We were in the kitchen, and a photo of our beloved white Labrador, Reggie, flashed on the computer screen. “I miss him,” Donald said, tears filling his eyes. “Reggie was the most loyal dog, such a friend.” Then my husband looked at me. “Maybe we should get another dog.”
Reggie was the puppy our kids had grown up with. We brought him home to Cottonwood, Arizona, when Kelsey was seven and Tyler was four, and a few Christmases later, he made the move with us to Vancouver, Washington. He was in the middle of all we did, all of life.
Year after year after year. Reggie saw us through the birth of Austin in 1997, and the adoption of Sean, Josh, and EJ from Haiti in 2001. We had acreage in the Pacific Northwest, and our five boys lived outside in all seasons. I’d look out the kitchen window and see their happy faces as they ran across the open field behind our house, Reggie always right there in the middle.
But puppies don’t stay young forever, and neither do little boys. One by one, our kids grew up and moved off to college. Only our youngest, Austin, remained at home.
And Reggie, of course, stayed. His favorite person was my husband. We’d take Reggie to our house on Lake Merwin. When that dog wasn’t out on the boat with us, he’d sit at the end of the dock and wait. Didn’t matter how long we were out on the water, Reggie would be there, paws at the edge of the worn wood, scanning the horizon, waiting.
In 2011, when Reggie was 14, we felt the Lord pulling us to Nashville, Tennessee. I’d be closer to my publisher and better positioned for the speaking events that make up my spring and fall calendars. After 25 years as a public school teacher and basketball coach, Donald was ready to retire from teaching and focus on coaching. A move would also put us closer to the college where most of our boys had landed, and just miles from Kelsey’s soon-to-be home, as she was set to marry Christian recording artist Kyle Kupecky.

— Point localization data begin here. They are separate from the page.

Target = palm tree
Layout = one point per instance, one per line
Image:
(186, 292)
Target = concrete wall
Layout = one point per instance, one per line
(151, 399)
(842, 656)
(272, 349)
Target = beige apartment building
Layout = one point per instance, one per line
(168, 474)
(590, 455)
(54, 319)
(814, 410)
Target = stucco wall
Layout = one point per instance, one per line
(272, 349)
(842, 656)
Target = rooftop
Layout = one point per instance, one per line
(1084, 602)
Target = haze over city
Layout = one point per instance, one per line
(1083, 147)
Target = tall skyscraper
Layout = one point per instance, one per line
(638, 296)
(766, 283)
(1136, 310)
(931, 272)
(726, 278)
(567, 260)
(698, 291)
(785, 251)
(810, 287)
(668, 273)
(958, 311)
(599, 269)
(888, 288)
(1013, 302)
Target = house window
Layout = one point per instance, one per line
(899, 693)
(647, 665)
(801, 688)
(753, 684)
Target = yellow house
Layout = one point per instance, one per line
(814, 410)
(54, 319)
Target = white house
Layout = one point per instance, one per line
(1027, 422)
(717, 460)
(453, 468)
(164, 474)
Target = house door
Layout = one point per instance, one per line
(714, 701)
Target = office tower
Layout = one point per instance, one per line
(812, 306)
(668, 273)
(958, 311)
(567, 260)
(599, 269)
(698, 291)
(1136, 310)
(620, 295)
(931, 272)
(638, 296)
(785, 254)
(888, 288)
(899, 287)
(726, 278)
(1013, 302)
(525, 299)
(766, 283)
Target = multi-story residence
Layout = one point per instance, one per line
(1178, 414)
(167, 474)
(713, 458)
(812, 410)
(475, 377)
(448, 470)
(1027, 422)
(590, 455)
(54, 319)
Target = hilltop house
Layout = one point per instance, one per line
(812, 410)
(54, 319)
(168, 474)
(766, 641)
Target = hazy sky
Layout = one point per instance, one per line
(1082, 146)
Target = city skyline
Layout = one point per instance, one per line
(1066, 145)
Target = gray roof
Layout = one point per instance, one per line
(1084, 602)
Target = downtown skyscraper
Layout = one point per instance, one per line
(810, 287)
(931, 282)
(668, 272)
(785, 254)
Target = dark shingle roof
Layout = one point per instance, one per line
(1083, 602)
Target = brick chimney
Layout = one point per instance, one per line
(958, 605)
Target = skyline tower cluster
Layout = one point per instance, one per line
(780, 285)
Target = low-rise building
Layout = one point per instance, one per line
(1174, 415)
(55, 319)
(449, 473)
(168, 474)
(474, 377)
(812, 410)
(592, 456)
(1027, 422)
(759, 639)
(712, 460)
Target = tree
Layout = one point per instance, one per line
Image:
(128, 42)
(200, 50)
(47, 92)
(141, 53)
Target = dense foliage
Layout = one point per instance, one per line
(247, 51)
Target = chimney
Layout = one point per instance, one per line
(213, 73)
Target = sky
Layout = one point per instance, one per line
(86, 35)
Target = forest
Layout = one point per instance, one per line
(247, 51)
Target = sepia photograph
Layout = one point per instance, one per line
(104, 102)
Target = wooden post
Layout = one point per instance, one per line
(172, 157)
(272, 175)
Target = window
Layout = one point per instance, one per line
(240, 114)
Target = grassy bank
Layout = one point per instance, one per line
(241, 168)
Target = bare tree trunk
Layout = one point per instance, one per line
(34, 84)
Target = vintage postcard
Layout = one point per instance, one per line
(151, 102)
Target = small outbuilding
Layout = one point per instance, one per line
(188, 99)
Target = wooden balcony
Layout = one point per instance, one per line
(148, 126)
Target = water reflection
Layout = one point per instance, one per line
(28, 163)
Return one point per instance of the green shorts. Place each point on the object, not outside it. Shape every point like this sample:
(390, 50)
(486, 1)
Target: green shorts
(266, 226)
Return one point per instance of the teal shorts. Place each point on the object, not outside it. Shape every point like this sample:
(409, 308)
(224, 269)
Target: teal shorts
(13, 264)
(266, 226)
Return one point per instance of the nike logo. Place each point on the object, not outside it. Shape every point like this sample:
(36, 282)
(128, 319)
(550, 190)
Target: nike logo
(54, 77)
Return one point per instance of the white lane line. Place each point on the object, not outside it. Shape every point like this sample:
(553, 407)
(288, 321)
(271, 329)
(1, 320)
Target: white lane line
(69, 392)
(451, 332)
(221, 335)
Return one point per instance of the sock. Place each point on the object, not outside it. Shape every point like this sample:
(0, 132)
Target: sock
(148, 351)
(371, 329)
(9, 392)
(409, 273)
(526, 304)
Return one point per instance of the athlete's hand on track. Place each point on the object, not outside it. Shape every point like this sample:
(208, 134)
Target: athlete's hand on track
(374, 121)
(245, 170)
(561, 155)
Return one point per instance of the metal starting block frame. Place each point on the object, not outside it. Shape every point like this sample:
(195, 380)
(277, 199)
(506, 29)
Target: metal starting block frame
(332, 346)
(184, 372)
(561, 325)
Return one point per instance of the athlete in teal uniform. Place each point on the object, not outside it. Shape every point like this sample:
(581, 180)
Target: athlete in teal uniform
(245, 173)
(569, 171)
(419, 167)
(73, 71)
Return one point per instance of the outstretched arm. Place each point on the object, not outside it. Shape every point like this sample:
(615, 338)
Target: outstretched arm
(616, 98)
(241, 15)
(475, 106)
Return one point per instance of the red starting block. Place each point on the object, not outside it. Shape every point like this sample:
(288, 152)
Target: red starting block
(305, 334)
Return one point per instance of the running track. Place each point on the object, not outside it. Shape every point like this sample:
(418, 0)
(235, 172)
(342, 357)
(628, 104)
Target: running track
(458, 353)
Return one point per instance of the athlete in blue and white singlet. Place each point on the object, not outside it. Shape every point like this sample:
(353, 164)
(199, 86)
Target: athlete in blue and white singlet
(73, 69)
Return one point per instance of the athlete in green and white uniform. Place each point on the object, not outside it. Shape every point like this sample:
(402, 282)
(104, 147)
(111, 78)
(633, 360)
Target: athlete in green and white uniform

“What about Reggie?” I asked Donald in the month leading up to the move.
“I’m still working through that one.” Donald stooped down to pet Reggie’s ears. “I may have to drive him there.” He grinned at our dog. “You’ll love Nashville, right, old boy?”
A WEEK LATER, REGGIE HAD A stroke. With a lot of love and prayer, in a few days, he managed to walk around. Slowly. More deliberately. Then—days before the move—Reggie had a second stroke. He couldn’t move, couldn’t eat. And like that, the time had come to say goodbye.